She nodded. “Yeah. Just… a lot to take in.”
“I’ll give you some space,” he said, but didn’t move. His gaze lingered, not in a way that made her feel exposed, but like he was trying to memorize something soft and fleeting.
“Dorian?”
“Hmm?”
“I don’t spook easy,” she said quietly, still facing the window. “But this place… it wants something.”
“Yeah,” he murmured. “It wants to be heard.”
She turned back to him, studying the man who should’ve felt like a walking contradiction—too open, too earnest for a place like this. And yet, somehow, he fit.
He finally pushed off the frame, flashing her a smile. “I’ll let you unpack. Holler if the bed tries to eat you or the curtains whisper secrets.”
“Noted,” she said, voice wry.
As the door clicked shut behind him, the room fell quiet.
She crossed to her bag, unzipped it, and pulled out her cleansing kit. Vials of black salt. Charcoal. Candles etched with runes. She lined them on the dresser in practiced motion, but her hands weren’t as steady as she wanted them to be.
The room wasn’t oppressive. But it wasn’t at peace either. And somewhere beneath the floorboards, or maybe deeper than that, something was watching. Waiting.
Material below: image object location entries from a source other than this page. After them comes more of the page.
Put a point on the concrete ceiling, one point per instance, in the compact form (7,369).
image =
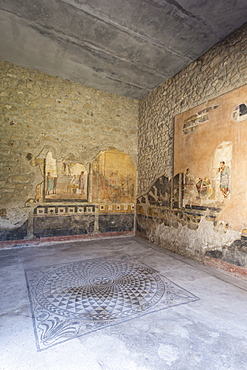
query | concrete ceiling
(126,47)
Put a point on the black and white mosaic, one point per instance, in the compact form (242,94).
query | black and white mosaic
(72,299)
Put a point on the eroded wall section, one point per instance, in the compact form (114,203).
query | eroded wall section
(197,218)
(52,133)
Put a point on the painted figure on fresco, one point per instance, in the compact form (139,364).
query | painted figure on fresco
(203,187)
(224,178)
(81,183)
(50,182)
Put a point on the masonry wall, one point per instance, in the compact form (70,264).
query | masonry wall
(220,70)
(40,114)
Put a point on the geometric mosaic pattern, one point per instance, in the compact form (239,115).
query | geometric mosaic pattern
(76,298)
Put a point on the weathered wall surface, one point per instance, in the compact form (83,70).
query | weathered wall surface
(222,69)
(40,113)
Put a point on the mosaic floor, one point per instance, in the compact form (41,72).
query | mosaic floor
(73,299)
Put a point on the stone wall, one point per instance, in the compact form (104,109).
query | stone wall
(40,113)
(220,70)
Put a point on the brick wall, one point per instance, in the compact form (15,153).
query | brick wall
(220,70)
(39,113)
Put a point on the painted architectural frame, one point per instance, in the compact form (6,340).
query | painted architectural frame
(210,151)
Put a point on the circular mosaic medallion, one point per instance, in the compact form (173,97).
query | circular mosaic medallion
(102,289)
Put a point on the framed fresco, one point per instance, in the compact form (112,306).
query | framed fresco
(65,180)
(210,150)
(113,177)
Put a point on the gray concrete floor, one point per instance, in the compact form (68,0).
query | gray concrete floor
(210,333)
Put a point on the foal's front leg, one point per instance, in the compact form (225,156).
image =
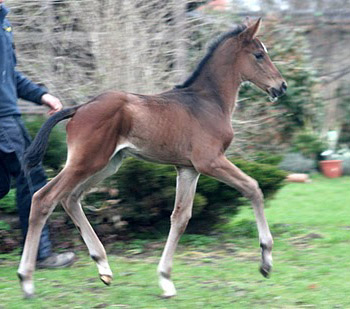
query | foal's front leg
(223,170)
(185,190)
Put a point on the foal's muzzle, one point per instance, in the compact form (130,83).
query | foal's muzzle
(277,92)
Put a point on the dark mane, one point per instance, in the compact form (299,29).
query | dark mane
(213,46)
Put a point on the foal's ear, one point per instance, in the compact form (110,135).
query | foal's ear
(251,32)
(247,21)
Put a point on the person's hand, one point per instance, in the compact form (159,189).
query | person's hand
(52,102)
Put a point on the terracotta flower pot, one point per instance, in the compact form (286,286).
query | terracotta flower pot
(331,168)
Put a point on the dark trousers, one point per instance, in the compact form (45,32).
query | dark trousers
(26,185)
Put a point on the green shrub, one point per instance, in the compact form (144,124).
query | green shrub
(56,151)
(147,193)
(268,158)
(297,163)
(8,202)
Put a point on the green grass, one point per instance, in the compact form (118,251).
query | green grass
(311,228)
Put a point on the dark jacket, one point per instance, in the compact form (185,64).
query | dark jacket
(13,84)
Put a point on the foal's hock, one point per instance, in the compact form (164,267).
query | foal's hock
(188,127)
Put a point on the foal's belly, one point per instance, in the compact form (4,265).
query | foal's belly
(156,155)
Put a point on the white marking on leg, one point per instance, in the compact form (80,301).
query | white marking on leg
(185,191)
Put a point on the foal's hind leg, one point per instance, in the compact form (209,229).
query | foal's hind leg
(185,190)
(223,170)
(43,203)
(73,208)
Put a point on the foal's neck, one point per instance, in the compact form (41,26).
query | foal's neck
(219,79)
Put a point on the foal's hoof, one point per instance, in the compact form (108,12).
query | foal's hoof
(265,270)
(106,279)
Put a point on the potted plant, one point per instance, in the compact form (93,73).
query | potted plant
(331,165)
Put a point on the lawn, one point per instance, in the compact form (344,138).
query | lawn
(311,227)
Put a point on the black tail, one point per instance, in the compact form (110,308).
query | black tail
(35,152)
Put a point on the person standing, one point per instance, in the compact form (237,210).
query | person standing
(14,139)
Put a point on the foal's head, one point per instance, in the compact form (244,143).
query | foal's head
(255,64)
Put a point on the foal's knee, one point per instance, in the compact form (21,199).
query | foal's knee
(40,207)
(253,191)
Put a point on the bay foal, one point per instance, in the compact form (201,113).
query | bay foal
(188,127)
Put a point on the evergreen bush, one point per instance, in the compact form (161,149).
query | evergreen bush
(56,152)
(297,163)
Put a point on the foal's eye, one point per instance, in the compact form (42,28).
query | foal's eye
(259,56)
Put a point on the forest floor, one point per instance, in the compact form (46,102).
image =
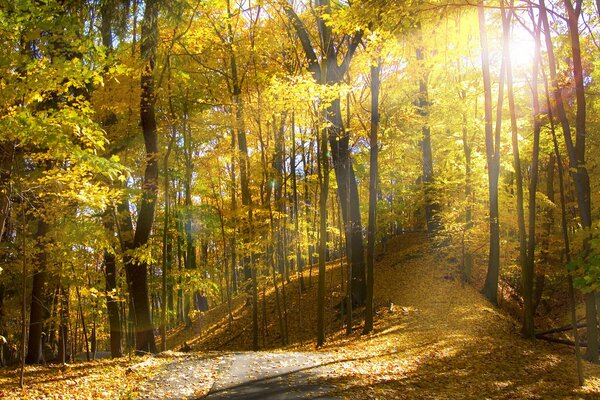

Autumn closed her eyes, taking a long breath.
She’d come to banish ghosts. But it was the living man with the golden eyes and smile like sunlight that was already haunting her.
2
DORIAN
Dorian Hawthorne had never been particularly superstitious, but he had to admit—when the wind whistled just right through Briar Hollow’s broken eaves, it sounded like the house was holding its breath.
He stood at the base of the wide staircase, arms crossed, shoulder leaned against the bannister post worn smooth by time and memory. The inn creaked softly above him, a shiver in the bones of old wood. Not a bad shiver. Not malevolent. But aware.
The house was always listening.
He rubbed the back of his neck, letting his golden-hazel gaze wander the front parlor. Light filtered through the tall windows in slanted shafts, catching the dust like slow-falling stars. The fireplace was quiet for now. He hadn’t lit it since last week, after the logs hissed with whispering voices instead of smoke.
"Not today, thanks," he muttered to the room like it might respond. Which, given the week he'd had, wasn’t entirely out of the question.
The soft patter of steps on the stairs pulled his attention up. Autumn.
She moved like someone trained to be invisible, even when she was the only one around—quiet, cautious, wrapped in that oversized sweater that looked like it had seen better decades. She stopped halfway down, scanning the space like she was expecting something to jump out from under the rug.
Her eyes found him. Violet-blue. Startling in this light.
“You always lurk in corners, or is that a new innkeeper hobby?”
Dorian let a grin tug at the corner of his mouth. “Only when I’m trying to look mysterious.”
“Mission accomplished,” she said, descending the last few steps. “This place has a definite vibe.”
He chuckled, straightening. “That’s the polite way of sayin’ it feels haunted.”
“I try to be polite.” She gave him a once-over. “Sometimes.”
He liked her voice—calm but clipped, like she didn’t waste syllables. It had a rhythm that was hard to ignore. And that scent… gods, it was driving him insane. Clean soap, cinnamon, and something wild he couldn’t place. His bear stirred low in his chest, that instinctual buzz thrumming beneath his skin since he first caught her scent as she passed him entering the inn.